Perspectivas para o segundo semestre de 2026

A J.P. Morgan projeta uma queda gradual da inflação nos EUA no segundo semestre, caso haja uma resolução duradoura da crise no Estreito de Ormuz. Esse movimento seria apoiado por preços de energia mais baixos, tarifas menores, desaceleração da inflação de moradia e crescimento moderado dos salários. Valentini destaca a importância da queda do petróleo e da ausência de pressões salariais, projetando uma inflação em torno de 3% no fim do ano, ainda acima da meta do Federal Reserve.

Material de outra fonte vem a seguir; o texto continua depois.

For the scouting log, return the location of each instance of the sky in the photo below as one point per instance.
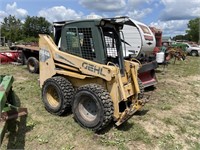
(171, 16)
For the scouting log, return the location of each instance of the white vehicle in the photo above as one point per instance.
(139, 39)
(193, 50)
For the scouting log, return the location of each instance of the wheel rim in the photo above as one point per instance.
(88, 108)
(52, 96)
(31, 65)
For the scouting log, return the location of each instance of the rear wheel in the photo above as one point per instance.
(33, 65)
(57, 94)
(92, 107)
(194, 53)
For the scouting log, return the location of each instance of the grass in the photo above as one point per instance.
(169, 121)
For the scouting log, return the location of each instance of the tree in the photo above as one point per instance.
(11, 28)
(193, 29)
(34, 26)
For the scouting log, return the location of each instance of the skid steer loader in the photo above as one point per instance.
(88, 74)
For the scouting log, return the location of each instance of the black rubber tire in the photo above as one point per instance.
(57, 95)
(103, 104)
(33, 65)
(141, 86)
(194, 53)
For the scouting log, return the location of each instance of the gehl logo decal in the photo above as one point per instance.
(93, 68)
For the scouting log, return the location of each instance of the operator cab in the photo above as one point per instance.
(97, 40)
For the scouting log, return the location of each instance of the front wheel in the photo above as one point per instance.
(92, 107)
(57, 94)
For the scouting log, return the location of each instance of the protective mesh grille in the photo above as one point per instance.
(86, 43)
(111, 46)
(72, 41)
(80, 42)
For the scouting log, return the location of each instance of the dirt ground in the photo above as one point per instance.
(170, 120)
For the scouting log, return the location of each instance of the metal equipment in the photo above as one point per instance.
(89, 74)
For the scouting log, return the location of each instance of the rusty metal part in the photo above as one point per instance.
(13, 114)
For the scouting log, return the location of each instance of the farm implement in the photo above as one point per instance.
(9, 109)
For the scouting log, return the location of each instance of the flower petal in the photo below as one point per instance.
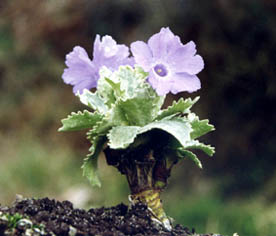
(80, 70)
(84, 84)
(142, 54)
(185, 82)
(185, 60)
(162, 86)
(163, 42)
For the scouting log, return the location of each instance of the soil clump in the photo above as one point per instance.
(51, 217)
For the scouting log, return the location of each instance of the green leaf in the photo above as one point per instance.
(180, 107)
(80, 120)
(178, 128)
(93, 100)
(200, 127)
(195, 144)
(121, 136)
(138, 111)
(185, 153)
(90, 165)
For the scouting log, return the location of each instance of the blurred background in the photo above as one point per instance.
(235, 191)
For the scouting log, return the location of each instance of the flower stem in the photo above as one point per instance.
(147, 173)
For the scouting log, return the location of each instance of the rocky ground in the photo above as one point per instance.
(51, 217)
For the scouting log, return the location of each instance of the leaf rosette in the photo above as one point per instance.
(126, 114)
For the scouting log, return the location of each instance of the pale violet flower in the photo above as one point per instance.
(83, 73)
(172, 66)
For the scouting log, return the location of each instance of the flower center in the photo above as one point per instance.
(161, 70)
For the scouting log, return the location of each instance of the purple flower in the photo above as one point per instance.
(83, 73)
(172, 66)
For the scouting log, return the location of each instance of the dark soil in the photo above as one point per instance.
(60, 218)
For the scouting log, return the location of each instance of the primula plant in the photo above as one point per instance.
(125, 118)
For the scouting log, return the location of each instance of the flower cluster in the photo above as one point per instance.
(171, 65)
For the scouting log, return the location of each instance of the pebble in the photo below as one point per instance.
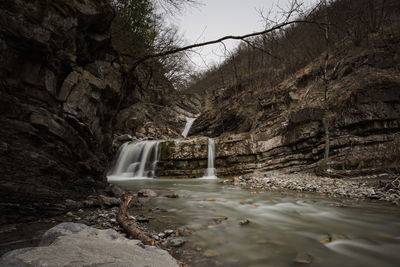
(303, 257)
(161, 235)
(352, 188)
(168, 232)
(210, 253)
(172, 196)
(176, 242)
(244, 222)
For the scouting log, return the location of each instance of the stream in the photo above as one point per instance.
(284, 229)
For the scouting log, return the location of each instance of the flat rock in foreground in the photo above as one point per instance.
(74, 244)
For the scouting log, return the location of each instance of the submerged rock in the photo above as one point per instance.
(244, 222)
(172, 196)
(176, 242)
(147, 193)
(303, 257)
(61, 245)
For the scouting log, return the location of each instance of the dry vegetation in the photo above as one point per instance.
(266, 60)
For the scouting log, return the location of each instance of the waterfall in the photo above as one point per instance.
(135, 160)
(210, 172)
(189, 123)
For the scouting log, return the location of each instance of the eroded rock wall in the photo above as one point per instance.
(61, 85)
(281, 128)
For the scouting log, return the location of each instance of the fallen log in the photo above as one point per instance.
(131, 230)
(128, 227)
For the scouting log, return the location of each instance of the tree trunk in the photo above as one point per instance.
(127, 225)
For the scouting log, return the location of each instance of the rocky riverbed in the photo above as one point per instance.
(95, 214)
(381, 187)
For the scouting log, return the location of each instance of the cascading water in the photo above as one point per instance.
(189, 123)
(210, 172)
(136, 160)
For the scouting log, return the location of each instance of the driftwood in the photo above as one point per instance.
(129, 228)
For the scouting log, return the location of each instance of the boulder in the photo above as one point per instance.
(73, 244)
(147, 193)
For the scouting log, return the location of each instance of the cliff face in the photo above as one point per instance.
(281, 128)
(61, 86)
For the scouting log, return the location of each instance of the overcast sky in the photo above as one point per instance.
(213, 19)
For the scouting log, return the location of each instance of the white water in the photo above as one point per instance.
(189, 123)
(210, 172)
(136, 160)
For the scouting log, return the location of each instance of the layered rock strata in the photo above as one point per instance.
(282, 128)
(60, 88)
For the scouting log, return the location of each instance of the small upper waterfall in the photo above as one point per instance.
(136, 160)
(210, 172)
(189, 123)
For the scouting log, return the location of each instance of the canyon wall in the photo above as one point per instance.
(284, 124)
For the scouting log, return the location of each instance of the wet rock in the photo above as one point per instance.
(95, 247)
(303, 257)
(210, 253)
(326, 239)
(147, 193)
(108, 201)
(247, 201)
(142, 219)
(115, 190)
(185, 231)
(176, 242)
(168, 232)
(73, 205)
(244, 222)
(172, 196)
(162, 235)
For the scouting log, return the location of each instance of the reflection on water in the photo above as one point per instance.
(283, 226)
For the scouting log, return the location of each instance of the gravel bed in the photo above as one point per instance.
(371, 187)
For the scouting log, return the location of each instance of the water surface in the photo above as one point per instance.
(283, 226)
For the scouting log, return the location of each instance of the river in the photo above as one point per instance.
(284, 228)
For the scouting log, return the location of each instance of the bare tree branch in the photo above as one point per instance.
(220, 40)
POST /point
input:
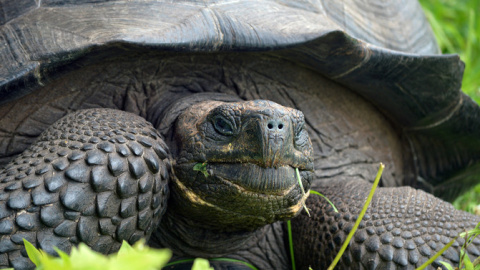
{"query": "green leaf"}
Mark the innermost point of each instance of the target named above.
(33, 253)
(467, 262)
(125, 248)
(447, 265)
(139, 256)
(323, 196)
(201, 264)
(83, 257)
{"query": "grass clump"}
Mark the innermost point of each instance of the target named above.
(465, 262)
(456, 25)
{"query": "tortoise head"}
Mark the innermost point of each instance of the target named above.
(236, 164)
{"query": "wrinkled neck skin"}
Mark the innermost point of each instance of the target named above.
(264, 248)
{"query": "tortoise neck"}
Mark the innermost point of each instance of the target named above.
(188, 240)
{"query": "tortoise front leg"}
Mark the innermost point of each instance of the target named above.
(402, 228)
(97, 176)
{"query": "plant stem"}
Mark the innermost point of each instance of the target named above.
(359, 219)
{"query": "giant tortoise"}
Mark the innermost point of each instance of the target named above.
(184, 122)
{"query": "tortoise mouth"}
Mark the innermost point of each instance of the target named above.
(251, 177)
(248, 177)
(233, 196)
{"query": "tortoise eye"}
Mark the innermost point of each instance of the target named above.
(299, 128)
(222, 126)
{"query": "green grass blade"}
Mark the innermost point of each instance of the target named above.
(359, 219)
(432, 259)
(303, 191)
(323, 196)
(290, 243)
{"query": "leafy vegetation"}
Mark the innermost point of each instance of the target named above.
(138, 256)
(456, 25)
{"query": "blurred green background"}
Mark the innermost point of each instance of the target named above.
(456, 24)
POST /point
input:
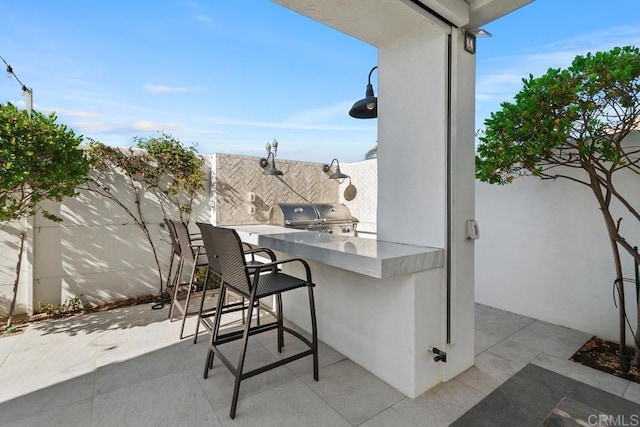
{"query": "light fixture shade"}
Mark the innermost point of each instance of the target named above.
(338, 174)
(366, 108)
(270, 168)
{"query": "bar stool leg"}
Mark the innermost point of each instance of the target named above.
(245, 339)
(314, 333)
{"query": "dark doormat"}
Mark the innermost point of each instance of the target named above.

O mercado de trabalho deve gerar entre 50 mil e 75 mil vagas por mês, com o crescimento sendo sustentado mais por ganhos de produtividade, impulsionados pela IA, e pela queda da imigração. Nesse cenário, o Fed deve manter os juros estáveis até o fim do ano, com possibilidade de cortes moderados em 2027, o que poderia levar a uma nova trajetória de desvalorização do dólar.

Riscos e oportunidades no cenário global

Apesar do otimismo, o risco geopolítico ainda está presente. Um novo bloqueio em Ormuz, que provoque uma nova alta do petróleo, poderia trazer de volta a preocupação com os juros. O acordo atual vale por 60 dias, e ainda falta negociar por quanto tempo o Irã vai deixar de ter armamentos nucleares.

No nível microeconômico, os lucros ajustados das empresas do S&P 500 cresceram 27% no primeiro trimestre na comparação anual, e os analistas esperam uma nova alta de cerca de 20% no segundo semestre. Os investidores devem adotar uma visão mais seletiva sobre os vencedores e perdedores da IA, especialmente no setor de software, monitorando como a migração para modelos de cobrança por uso afetará a adoção da tecnologia.

Como boa parte da valorização das ações está ligada à IA, qualquer sinal de desaceleração desses investimentos pode pressionar o mercado. O principal risco é uma notícia negativa envolvendo o setor, seja em conferências, lançamentos de novos modelos ou processos de abertura de capital de empresas como a SpaceX e a Anthr.